Credit CardsStarting today, credit and gift card companies will have to comply with new rules that cover fees, interest, and expiration dates.

The new rules are the final part of a phase in of the “Credit Card Accountability, Responsibility and Disclosure Act of 2009” (CARD act). 

As of today, if a consumer has an otherwise clean history with the company, the most that a credit card company will be allowed to charge as a late or over the limit fee is $25.  If the consumer has made late payments, or gone over the limit, within the previous six months, the fee can be $35.

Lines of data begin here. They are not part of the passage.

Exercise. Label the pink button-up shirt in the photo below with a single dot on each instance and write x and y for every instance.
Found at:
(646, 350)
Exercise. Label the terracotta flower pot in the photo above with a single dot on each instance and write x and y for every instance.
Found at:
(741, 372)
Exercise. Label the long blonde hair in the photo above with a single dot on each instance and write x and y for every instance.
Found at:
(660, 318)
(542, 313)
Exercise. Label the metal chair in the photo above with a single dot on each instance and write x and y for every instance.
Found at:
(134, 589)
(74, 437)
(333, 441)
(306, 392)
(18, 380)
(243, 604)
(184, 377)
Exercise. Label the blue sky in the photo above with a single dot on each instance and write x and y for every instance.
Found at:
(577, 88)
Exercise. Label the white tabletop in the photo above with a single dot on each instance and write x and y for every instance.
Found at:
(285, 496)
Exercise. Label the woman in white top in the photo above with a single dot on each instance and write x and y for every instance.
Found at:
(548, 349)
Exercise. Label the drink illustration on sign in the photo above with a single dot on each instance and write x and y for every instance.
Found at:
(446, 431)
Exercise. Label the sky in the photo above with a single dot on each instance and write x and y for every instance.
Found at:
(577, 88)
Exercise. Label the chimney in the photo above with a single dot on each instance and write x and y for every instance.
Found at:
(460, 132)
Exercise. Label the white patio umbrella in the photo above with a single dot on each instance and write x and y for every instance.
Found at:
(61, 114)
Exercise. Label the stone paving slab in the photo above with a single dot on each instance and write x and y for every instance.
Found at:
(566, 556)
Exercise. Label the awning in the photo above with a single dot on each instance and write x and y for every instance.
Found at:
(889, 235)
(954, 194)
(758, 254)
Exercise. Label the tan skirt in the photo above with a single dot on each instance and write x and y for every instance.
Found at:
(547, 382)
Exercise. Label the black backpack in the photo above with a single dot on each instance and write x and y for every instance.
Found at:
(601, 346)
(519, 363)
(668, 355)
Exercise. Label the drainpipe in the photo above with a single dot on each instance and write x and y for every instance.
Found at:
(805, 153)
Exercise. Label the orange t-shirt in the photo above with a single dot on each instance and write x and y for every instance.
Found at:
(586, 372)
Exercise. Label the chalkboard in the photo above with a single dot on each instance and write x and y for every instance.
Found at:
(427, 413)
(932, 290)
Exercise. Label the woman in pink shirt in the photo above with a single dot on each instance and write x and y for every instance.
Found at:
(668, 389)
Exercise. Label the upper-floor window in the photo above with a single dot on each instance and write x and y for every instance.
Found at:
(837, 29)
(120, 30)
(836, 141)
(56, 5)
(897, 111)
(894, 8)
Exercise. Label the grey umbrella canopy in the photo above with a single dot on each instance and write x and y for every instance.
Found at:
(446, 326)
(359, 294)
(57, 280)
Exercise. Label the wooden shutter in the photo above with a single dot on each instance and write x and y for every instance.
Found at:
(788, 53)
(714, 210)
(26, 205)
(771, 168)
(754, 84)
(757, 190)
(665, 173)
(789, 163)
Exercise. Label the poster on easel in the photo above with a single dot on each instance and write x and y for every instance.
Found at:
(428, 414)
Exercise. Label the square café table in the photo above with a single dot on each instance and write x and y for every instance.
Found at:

The new rules also state that companies cannot charge a consumer more in late fees than they currently owe.  For example, if the minimum payment is $18, that will be the most they can add on as a late fee.

Inactivity fees have been outlawed, and companies that raise a consumer’s interest rate must reevaluate that increase within 6 months. 

The CARD act also covers gift cards. Starting  today, gift cards are not allowed to expire until five years has passed.  Inactivity fees cannot be deducted until the card has gone unused for a full year, and the card issuer is only allowed to charge one fee per month. In the past, consumers had complained about multiple monthly charges quickly draining their gift cards of value.

Experts generally agree that the changes will help consumers.  But some are concerned that the CARD act will cause banks to tighten credit, or that new fees will simple replace the old ones.